We suggest the painting of the dimples to give the drilled look. Just kidding 🙂
Manufacturers have already placed the largest disc they can into your braking system
Brake pads aren’t really a black art but as all things go; They must be matched to the application. There are many different pad compounds out there, so choosing the right one for yourself is still a task that takes a little bit of confession – Largely, confessing that we don’t need the 800degC Racing pad for driving the kids to school. Other than that, the various compounds available to the public nowadays are categorised into the following:
- Non-metallic materials – these are made from a combination of various synthetic substances bonded into a composite, principally in the form of cellulose, aramid, PAN, and sintered glass. They are gentle on rotors, but produce a fair amount of dust and have a short service life.
- Semi-metallic materials – synthetics mixed with some proportion of flaked metals. These are harder than non-metallic pads, and are more fade-resistant and longer lasting, but at the cost of increased wear to the rotor/ drum which then must be replaced sooner. They also require more force than non-metallic pads in order to generate braking torque.
- Fully metallic materials – these pads are used only in racing vehicles, and are composed of sintered steel without any synthetic additives. They are very long-lasting, but require even more force to slow a vehicle and are extremely wearing on rotors. They also tend to be very loud.
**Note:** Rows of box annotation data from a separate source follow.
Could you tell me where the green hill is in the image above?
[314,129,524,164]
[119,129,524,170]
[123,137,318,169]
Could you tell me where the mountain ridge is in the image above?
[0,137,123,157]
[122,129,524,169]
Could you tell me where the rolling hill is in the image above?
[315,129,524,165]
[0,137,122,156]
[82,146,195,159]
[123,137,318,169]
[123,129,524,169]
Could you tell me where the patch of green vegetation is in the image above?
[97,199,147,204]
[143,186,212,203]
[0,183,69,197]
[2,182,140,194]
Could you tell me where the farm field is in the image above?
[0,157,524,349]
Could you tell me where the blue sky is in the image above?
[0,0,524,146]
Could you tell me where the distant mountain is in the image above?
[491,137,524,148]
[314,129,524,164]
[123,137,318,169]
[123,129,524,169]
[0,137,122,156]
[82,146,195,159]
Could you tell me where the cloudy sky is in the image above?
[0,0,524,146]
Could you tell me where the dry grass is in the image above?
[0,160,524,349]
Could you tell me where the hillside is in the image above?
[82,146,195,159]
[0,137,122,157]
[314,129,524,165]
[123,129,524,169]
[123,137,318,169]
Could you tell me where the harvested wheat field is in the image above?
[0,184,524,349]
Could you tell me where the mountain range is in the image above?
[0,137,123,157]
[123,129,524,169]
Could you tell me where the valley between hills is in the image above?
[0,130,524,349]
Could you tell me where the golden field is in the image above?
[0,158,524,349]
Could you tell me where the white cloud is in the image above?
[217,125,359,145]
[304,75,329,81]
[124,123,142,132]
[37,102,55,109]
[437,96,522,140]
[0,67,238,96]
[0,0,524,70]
- Ceramic materials – Composed of clay and porcelain bonded to copper flakes and filaments, these are a good compromise between the durability of the metal pads and the grip and fade resistance of the synthetic variety. Their principal drawback, however, is that unlike the previous three types and despite the presence of the copper (which has a high thermal conductivity), ceramic pads generally do not dissipate heat well, which can eventually cause the pads or other components of the braking system to warp.However, because the ceramic materials causes the braking sound to be elevated beyond that of human hearing, they are exceptionally quiet.
credited to Wikipedia (http://en.wikipedia.org/wiki/Brake_pad)
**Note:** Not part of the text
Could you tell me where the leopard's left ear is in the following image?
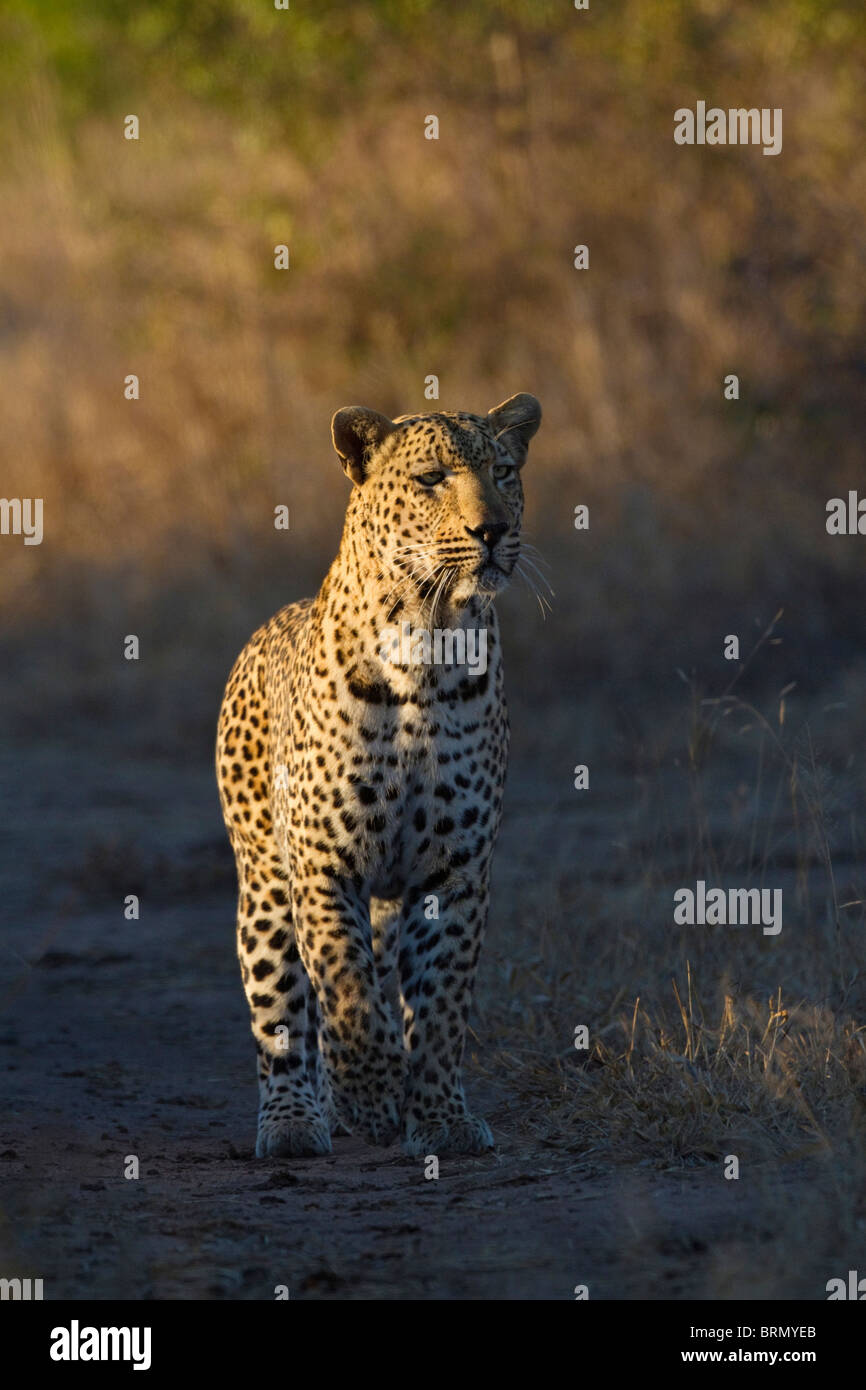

Brake pad temperatures can vary depending on the type of compound and application. As said before, we won’t be needing a 800degC metallic pad to send the kids to school. That’s the maximum temperature as advertised but do keep a lookout for the temperature at which the brake pads begin their work. If the starting temperature rating is too high, that means the brakes will not be working terribly well when you take a stab at the brakes for the first time during that cold rainy day. Pads, as much as their touted to be, do check that your street pads begin working from cold to avoid disappointment.
Any typical normal driving temperature for the rotors will range between 100-200 degC on application. When daddy said not to touch them rotors, it was a good idea to listen. Anything above that is subject to usage. Track usage typically sits a smidgen under 800degC. Extrapolating from that, we can safely guess that most Sporty Street Cars can get by with 400-500degC pads.
Ultimately, as big as brakes go or as hard as they may stop you. Tyres are the only contact point between your car and the road. Matching your braking capabilities to the requirements is most times the best approach.